Tebliğname : 2009/160418
Yargıtay Dairesi : 8. Ceza Dairesi
Mahkemesi : BOLU 2. Asliye Ceza
Günü : 22.04.2009
Sayısı : 41–210
Göçmen kaçakçılığı suçundan sanıklar A. K.ve M. Ö..’in 5237 sayılı TCY’nın 79/1–a, 62/1, 52, 53/1 ve 63. maddeleri uyarınca dört yıl iki ay hapis ve 66.660 Lira adli para cezası ile cezalandırılmalarına, adli para cezasının yirmi eşit taksitle tahsiline, hak yoksunluğuna ve mahsuba ilişkin, Bolu 2. Asliye Ceza Mahkemesince verilen 22.03.2006 gün ve 849–101 sayılı hükmün sanıklar ve müdafileri tarafından temyiz edilmesi üzerine dosyayı inceleyen Yargıtay 8. Ceza Dairesince 16.10.2008 gün ve 2570–11248 sayı ile;
“Yerinde görülmeyen sair itirazlarının reddine; ancak,
1- TCK’nun 61. maddesinde sayılan cezanın bireyselleştirilmesindeki ölçüler esas alınarak takdirin hakkaniyete uygun kullanılmasıyla alt ve üst sınır arasında bir belirleme yapılması gerekirken, hak ve nasafet ile orantılılık kurallarına aykırı biçimde alt sınırdan uzaklaşılmasında aşırıya kaçılması,
2- Uygulamaya göre de;
a- Oluş ve dosya içeriğine göre; yasadışı yollardan Türkiye’ye giriş yapan ve Yunanistan’a gitmek isteyen ondokuz göçmeni minibüse bindirerek Erzurum’dan İstanbul’a götürürken ihbar üzerine Tem Otoyolu Abant Gişesinde kolluk görevlilerince yakalandığı anlaşılan sanıkların eyleminin, göçmenlerin yurt dışına çıkmalarına imkan sağlamaya teşebbüs aşamasında kaldığı, TCK’nun 79. maddesi uyarınca verilen cezadan teşebbüs nedeniyle anılan Yasanın 35. maddesine göre indirim yapılması gerektiği gözetilmeyerek, sanıklar hakkında fazla ceza tayini,
b- TCK’nun 53. maddesinin uygulanmasında a, b, d, e bentlerinde belirtilen hakları mahkum oldukları hapis cezasının infazı tamamlanıncaya kadar, c bendindeki hakları ise koşullu salıvermeye kadar kullanmayacaklarının hükümde gösterilmemesi” isabetsizliklerinden bozulmasına karar verilmiş, Daire Üyeleri S. Ç.ve H. A..; “Sanıkların yurda kaçak olarak girmiş olup, yasal olmayan yollardan yurt dışına çıkmak isteyen göçmenlere araç temin edip taşımak suretiyle imkân sağladıkları anlaşılmakla eylemlerinin tamamlandığı” görüşüyle karşı oy kullanmışlardır.

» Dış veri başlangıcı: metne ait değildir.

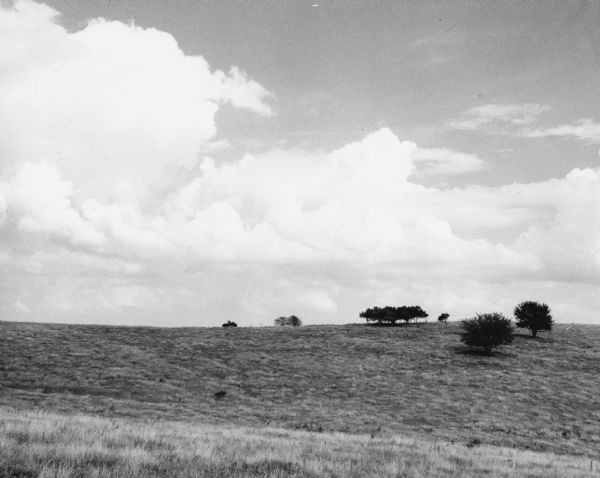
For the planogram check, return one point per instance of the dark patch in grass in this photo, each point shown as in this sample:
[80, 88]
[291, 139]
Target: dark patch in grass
[17, 471]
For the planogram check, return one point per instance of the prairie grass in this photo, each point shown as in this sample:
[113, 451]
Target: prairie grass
[38, 444]
[539, 394]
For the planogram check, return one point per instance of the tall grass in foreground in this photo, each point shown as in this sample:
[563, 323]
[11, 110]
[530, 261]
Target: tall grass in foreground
[36, 444]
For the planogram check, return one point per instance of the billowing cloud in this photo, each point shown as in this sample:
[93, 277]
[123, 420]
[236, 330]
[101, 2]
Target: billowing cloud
[98, 223]
[117, 108]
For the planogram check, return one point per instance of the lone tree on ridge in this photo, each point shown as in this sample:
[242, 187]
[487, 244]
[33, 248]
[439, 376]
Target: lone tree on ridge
[533, 316]
[487, 330]
[292, 320]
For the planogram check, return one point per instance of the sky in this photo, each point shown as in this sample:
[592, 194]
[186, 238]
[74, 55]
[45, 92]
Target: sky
[188, 163]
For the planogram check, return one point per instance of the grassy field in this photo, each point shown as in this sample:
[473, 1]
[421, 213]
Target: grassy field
[539, 394]
[37, 444]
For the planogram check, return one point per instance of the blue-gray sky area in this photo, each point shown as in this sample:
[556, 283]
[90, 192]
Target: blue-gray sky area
[188, 163]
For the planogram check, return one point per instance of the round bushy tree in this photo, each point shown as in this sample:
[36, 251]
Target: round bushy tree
[487, 330]
[533, 316]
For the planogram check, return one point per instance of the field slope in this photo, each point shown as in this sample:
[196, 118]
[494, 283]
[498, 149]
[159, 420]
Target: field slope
[540, 394]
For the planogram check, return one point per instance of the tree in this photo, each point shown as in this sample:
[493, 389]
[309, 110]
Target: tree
[391, 315]
[487, 330]
[292, 320]
[407, 313]
[533, 316]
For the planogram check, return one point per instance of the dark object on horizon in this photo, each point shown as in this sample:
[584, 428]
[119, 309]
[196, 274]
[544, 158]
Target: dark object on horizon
[487, 330]
[391, 314]
[292, 320]
[533, 316]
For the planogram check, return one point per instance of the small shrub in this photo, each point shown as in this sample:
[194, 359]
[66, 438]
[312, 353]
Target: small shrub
[487, 331]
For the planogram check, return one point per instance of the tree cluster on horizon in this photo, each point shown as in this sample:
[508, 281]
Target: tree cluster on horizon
[391, 315]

Bolu 2. Asliye Ceza Mahkemesi ise 22.04.2009 gün ve 41–210 sayı ile; bozma ilamının iki numaralı bendine uyulmasına, bir numaralı bendine karşı direnilmesine karar vermiştir.

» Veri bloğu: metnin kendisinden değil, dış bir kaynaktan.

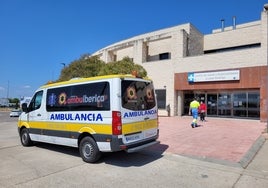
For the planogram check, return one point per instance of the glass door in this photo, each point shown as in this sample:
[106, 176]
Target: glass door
[212, 104]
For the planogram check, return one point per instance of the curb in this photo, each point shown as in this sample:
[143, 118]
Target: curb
[251, 153]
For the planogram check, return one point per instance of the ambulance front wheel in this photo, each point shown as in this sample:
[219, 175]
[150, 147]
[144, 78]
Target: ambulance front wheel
[89, 150]
[25, 138]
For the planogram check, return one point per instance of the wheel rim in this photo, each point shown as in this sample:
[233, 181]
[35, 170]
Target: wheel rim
[87, 150]
[24, 137]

Bu hükmün de sanıklar ve müdafileri tarafından temyiz edilmesi üzerine Yargıtay Cumhuriyet Başsavcılığının 14.08.2009 gün ve 160418 sayılı “bozma” istekli tebliğnamesi ile Yargıtay 8. Ceza Dairesine, bu Dairece de hükmün direnme niteliğinde olduğu gerekçesiyle Yargıtay Birinci Başkanlığına gönderilen dosya, Ceza Genel Kurulunca değerlendirilmiş ve açıklanan gerekçelerle karara bağlanmıştır.
TÜRK MİLLETİ ADINA
CEZA GENEL KURULU KARARI
Sanıkların göçmen kaçakçılığı suçundan cezalandırılmalarına karar verilen olayda, Özel Daire ile yerel mahkeme arasında oluşan ve Ceza Genel Kurulunca çözümlenmesi gereken uyuşmazlık; üç yıldan sekiz yıla kadar hapis ve onbin güne kadar adli para cezasını gerektiren göçmen kaçakçılığı suçundan sanıklar hakkında, temel cezanın beş yıl hapis ve dörtbin gün karşılığı adli para cezası olarak belirlenmesinin isabetli olup olmadığına ilişkin ise de, direnme hükmünün gerekçenin genişletilmesi suretiyle verilen yeni hüküm niteliğinde olup olmadığının, Yargıtay İç Yönetmeliğinin 27. maddesi uyarınca ön sorun olarak ele alınması gerekmiştir.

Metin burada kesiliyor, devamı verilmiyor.